Even if we accept the premise that the government should manipulate fuel economy standards in an effort to reduce gasoline consumption, the CAFE approach—which sets ever-higher mandates for newly produced vehicles—is nonsensical. This short YouTube video put out by two researchers at Duke University explains that the very focus on “miles per gallon” is itself misleading, and should be replaced with the concept of “gallons per mile.”

I spell out the argument more fully in this post, but we can see the gist of it with a simple numerical example: Suppose for the same amount of tax dollars, the government can either (A) replace 10 mpg vehicles with ones that get 15 mpg, or (B) the government can replace the same number of 25 mpg vehicles with ones that get 100 mpg. Assuming that people don’t alter their driving behavior in response to the new fuel efficiency, which policy would save the most gasoline?

Most people would think that option (B) would be preferable, since it achieves such a dramatic increase in fuel efficiency. But this is wrong, assuming that motorists drive the same amount in either vehicle. For an average motorist who drives 6,000 miles per year, the first policy reduces fuel consumption from 600 down to 400 gallons, saving 200 gallons per vehicle per year. In contrast, the second policy reduces gasoline consumption from 240 down to 60 gallons per year, a savings of only 180 gallons per vehicle.

This is not to suggest that it would a good idea for the government to implement policies to remove older, very fuel-inefficient vehicles from the road.

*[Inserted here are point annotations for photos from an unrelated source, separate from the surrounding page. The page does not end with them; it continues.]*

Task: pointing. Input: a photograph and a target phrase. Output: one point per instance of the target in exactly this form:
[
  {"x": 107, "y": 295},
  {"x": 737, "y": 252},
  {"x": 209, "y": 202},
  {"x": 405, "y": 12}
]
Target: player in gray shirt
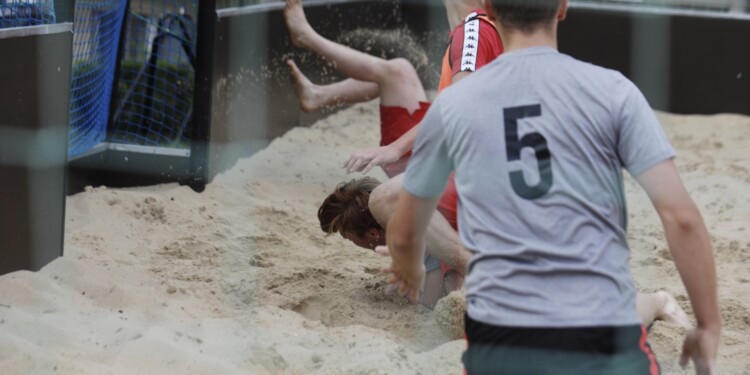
[{"x": 538, "y": 141}]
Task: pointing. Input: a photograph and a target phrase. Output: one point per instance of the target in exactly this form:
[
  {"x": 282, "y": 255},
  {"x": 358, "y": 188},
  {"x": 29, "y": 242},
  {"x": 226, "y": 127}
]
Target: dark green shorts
[{"x": 620, "y": 350}]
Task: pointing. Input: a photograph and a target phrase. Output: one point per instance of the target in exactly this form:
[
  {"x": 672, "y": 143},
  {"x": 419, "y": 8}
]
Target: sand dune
[{"x": 240, "y": 279}]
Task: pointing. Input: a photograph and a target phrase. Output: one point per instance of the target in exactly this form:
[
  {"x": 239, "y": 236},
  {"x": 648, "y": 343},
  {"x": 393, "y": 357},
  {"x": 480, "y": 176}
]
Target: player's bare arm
[
  {"x": 406, "y": 243},
  {"x": 690, "y": 246}
]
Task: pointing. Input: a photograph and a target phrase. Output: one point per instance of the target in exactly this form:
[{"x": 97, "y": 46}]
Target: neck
[
  {"x": 457, "y": 11},
  {"x": 539, "y": 37}
]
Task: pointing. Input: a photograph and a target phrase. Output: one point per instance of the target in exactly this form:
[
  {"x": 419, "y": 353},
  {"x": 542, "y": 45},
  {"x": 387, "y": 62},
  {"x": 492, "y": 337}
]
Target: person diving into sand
[{"x": 360, "y": 209}]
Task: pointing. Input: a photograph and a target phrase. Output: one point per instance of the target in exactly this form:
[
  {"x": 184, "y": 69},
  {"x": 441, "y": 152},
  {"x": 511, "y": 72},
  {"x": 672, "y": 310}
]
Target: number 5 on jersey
[{"x": 514, "y": 144}]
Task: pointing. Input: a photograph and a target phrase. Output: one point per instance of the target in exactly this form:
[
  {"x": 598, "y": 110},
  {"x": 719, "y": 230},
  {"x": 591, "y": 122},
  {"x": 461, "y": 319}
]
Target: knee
[{"x": 401, "y": 67}]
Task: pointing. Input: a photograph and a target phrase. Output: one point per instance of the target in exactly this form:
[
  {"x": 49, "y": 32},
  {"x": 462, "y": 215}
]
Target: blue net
[
  {"x": 96, "y": 33},
  {"x": 155, "y": 90},
  {"x": 18, "y": 13}
]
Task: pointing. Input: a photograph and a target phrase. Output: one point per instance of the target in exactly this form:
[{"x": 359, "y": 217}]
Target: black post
[
  {"x": 118, "y": 68},
  {"x": 201, "y": 132}
]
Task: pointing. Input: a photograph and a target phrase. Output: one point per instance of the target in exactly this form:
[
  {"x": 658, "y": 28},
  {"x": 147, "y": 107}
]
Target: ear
[{"x": 563, "y": 11}]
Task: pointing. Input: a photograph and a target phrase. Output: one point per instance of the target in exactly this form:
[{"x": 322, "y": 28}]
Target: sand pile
[{"x": 240, "y": 279}]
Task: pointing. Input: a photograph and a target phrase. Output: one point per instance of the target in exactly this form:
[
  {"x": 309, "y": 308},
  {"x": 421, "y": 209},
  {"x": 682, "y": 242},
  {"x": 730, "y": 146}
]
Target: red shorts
[{"x": 395, "y": 122}]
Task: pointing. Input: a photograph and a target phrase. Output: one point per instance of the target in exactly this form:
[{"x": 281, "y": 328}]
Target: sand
[{"x": 240, "y": 279}]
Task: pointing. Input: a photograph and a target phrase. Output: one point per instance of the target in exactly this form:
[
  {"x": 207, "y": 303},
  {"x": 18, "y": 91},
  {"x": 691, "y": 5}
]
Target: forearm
[
  {"x": 405, "y": 143},
  {"x": 691, "y": 250},
  {"x": 406, "y": 245},
  {"x": 443, "y": 243}
]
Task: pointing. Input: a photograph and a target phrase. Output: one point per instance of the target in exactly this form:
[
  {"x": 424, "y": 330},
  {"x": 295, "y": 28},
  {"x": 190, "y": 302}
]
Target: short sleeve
[
  {"x": 430, "y": 164},
  {"x": 642, "y": 142}
]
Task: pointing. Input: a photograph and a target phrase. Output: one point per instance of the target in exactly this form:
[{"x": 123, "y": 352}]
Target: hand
[
  {"x": 408, "y": 278},
  {"x": 364, "y": 160},
  {"x": 701, "y": 346}
]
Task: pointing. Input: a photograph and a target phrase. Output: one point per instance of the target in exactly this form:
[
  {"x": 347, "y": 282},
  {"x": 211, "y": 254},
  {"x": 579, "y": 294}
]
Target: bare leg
[
  {"x": 313, "y": 97},
  {"x": 441, "y": 240},
  {"x": 452, "y": 281},
  {"x": 433, "y": 288},
  {"x": 397, "y": 80},
  {"x": 660, "y": 306}
]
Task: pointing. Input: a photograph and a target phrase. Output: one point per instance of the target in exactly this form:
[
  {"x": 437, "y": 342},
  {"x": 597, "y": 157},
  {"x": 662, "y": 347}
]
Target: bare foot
[
  {"x": 306, "y": 90},
  {"x": 299, "y": 29},
  {"x": 670, "y": 311}
]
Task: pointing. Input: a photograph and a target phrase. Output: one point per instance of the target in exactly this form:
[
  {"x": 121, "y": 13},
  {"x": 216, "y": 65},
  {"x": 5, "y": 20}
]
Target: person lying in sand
[
  {"x": 403, "y": 103},
  {"x": 355, "y": 211},
  {"x": 474, "y": 42}
]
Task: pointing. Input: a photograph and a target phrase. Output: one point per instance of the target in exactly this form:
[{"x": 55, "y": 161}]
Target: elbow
[{"x": 685, "y": 219}]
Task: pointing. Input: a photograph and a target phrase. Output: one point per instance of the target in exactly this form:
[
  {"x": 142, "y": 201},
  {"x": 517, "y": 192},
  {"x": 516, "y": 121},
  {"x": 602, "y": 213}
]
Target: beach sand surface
[{"x": 241, "y": 280}]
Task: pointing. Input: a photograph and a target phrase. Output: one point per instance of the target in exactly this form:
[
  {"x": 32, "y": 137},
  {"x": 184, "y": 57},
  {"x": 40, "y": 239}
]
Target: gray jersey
[{"x": 538, "y": 141}]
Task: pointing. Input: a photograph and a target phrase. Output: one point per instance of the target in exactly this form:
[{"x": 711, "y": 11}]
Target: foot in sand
[
  {"x": 306, "y": 90},
  {"x": 299, "y": 29},
  {"x": 670, "y": 311}
]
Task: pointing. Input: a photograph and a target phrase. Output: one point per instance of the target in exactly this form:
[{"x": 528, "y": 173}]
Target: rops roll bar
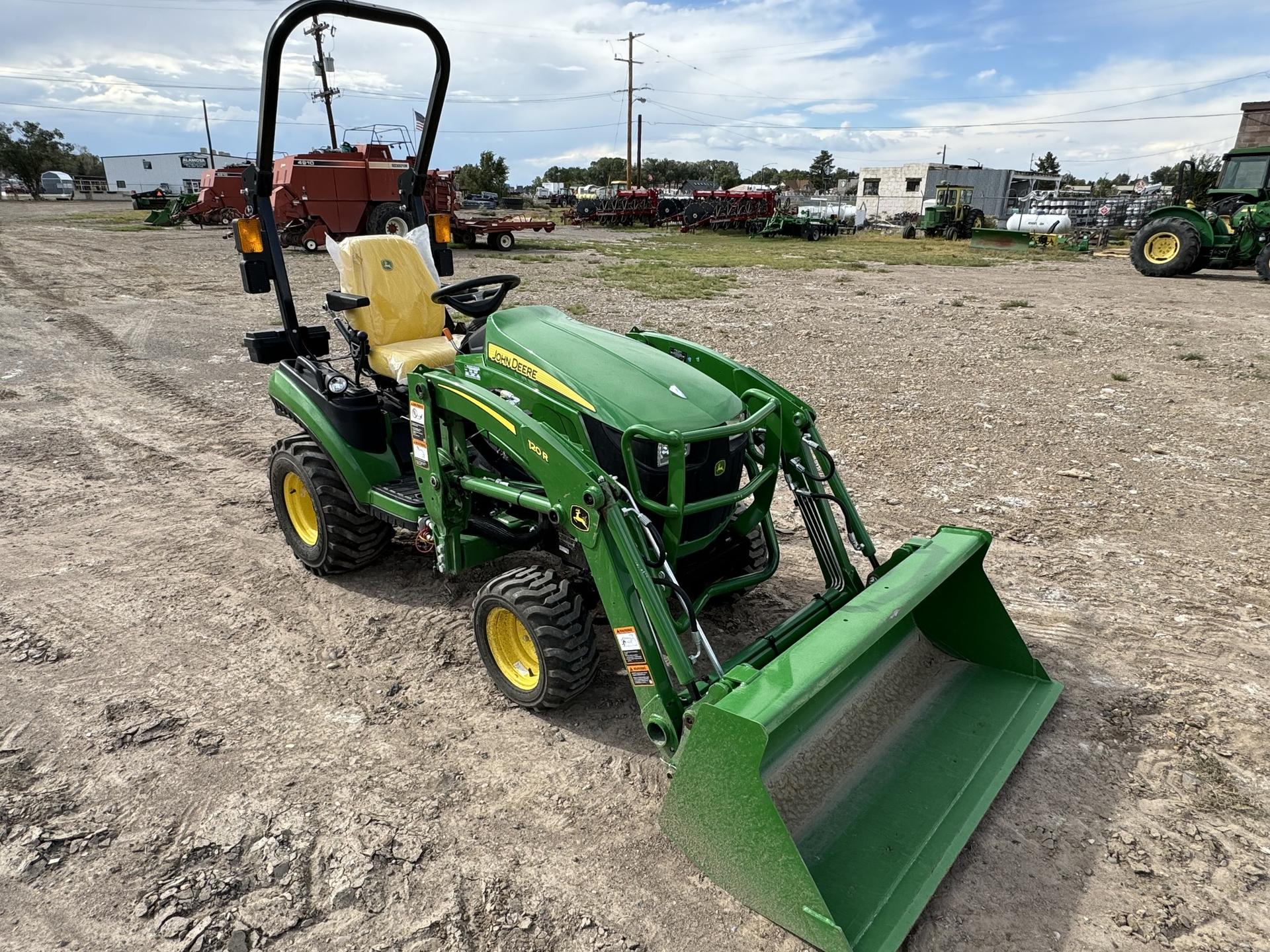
[{"x": 262, "y": 258}]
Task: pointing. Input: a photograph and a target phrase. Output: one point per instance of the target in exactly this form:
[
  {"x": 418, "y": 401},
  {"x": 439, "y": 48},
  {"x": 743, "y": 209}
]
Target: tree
[
  {"x": 1048, "y": 164},
  {"x": 822, "y": 172},
  {"x": 488, "y": 175},
  {"x": 766, "y": 175},
  {"x": 1208, "y": 165},
  {"x": 609, "y": 169},
  {"x": 28, "y": 150},
  {"x": 567, "y": 175}
]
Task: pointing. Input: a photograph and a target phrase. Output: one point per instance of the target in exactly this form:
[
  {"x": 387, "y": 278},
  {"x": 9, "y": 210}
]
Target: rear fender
[
  {"x": 360, "y": 469},
  {"x": 1198, "y": 221}
]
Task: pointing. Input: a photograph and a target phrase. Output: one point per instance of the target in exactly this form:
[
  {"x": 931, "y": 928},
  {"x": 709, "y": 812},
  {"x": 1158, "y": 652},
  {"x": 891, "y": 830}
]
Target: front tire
[
  {"x": 319, "y": 518},
  {"x": 1165, "y": 248},
  {"x": 535, "y": 637}
]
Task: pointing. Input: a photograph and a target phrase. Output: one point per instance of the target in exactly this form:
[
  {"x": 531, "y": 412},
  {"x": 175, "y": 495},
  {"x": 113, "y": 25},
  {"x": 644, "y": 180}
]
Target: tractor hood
[{"x": 622, "y": 380}]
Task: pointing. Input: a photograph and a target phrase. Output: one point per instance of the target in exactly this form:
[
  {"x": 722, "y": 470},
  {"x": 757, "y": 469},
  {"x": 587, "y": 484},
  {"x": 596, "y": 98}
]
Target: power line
[
  {"x": 746, "y": 124},
  {"x": 483, "y": 27},
  {"x": 476, "y": 99},
  {"x": 1146, "y": 155},
  {"x": 288, "y": 122},
  {"x": 952, "y": 99}
]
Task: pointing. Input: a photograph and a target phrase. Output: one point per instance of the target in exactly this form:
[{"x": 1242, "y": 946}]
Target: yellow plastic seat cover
[
  {"x": 398, "y": 360},
  {"x": 402, "y": 323}
]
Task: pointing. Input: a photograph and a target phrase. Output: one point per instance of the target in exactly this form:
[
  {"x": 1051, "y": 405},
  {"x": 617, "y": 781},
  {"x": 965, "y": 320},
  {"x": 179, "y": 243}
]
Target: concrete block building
[
  {"x": 172, "y": 172},
  {"x": 889, "y": 190}
]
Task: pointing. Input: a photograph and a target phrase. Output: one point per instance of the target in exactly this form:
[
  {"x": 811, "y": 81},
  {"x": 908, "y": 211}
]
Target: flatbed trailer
[{"x": 498, "y": 233}]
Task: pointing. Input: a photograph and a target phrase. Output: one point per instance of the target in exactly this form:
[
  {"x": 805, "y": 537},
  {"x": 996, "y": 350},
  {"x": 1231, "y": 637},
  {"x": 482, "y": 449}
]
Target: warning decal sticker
[{"x": 629, "y": 645}]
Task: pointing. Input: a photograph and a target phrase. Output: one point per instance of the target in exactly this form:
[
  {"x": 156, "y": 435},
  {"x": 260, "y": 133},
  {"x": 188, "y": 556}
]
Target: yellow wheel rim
[
  {"x": 513, "y": 649},
  {"x": 1162, "y": 248},
  {"x": 300, "y": 508}
]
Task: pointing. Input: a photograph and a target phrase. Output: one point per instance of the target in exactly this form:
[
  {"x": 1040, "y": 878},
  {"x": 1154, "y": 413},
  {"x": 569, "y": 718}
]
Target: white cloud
[{"x": 837, "y": 108}]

The point is simply that the CAFE approach is incredibly inefficient, even on its own terms.

If the Move Is So Profitable, Why Is Coercion Necessary?

The final observation on this whole episode is that the Ceres study, if true, would completely undercut the case for mandating fuel efficiency standards in the first place. At least the standard case for imposing a tax on carbon dioxide relies on a “market failure” argument, in which emitters don’t take into account the full environmental costs of their actions.

Yet if the Ceres study is to be believed, the Big Three are foolishly waiting around for the government to force them to make gobs more money. And in this case, there isn’t even the patina of a “market failure” or “externality” argument. If indeed consumers would be willing to pay more for vehicles with greater fuel efficiency, then one farsighted manufacturer could capture all of the looming profits for itself by rushing the vehicles into production. There is no need for government mandates at all, if these higher standards really would mean greater profits for the industry because of happier consumers.

Conclusion

Increased CAFE standards fail to achieve their alleged benefits for various reasons, and they come at a high price in terms of increased traffic fatalities. Furthermore, if the promoters of the Ceres study really believed the results, they would admit that there is no need for government action to promote higher standards.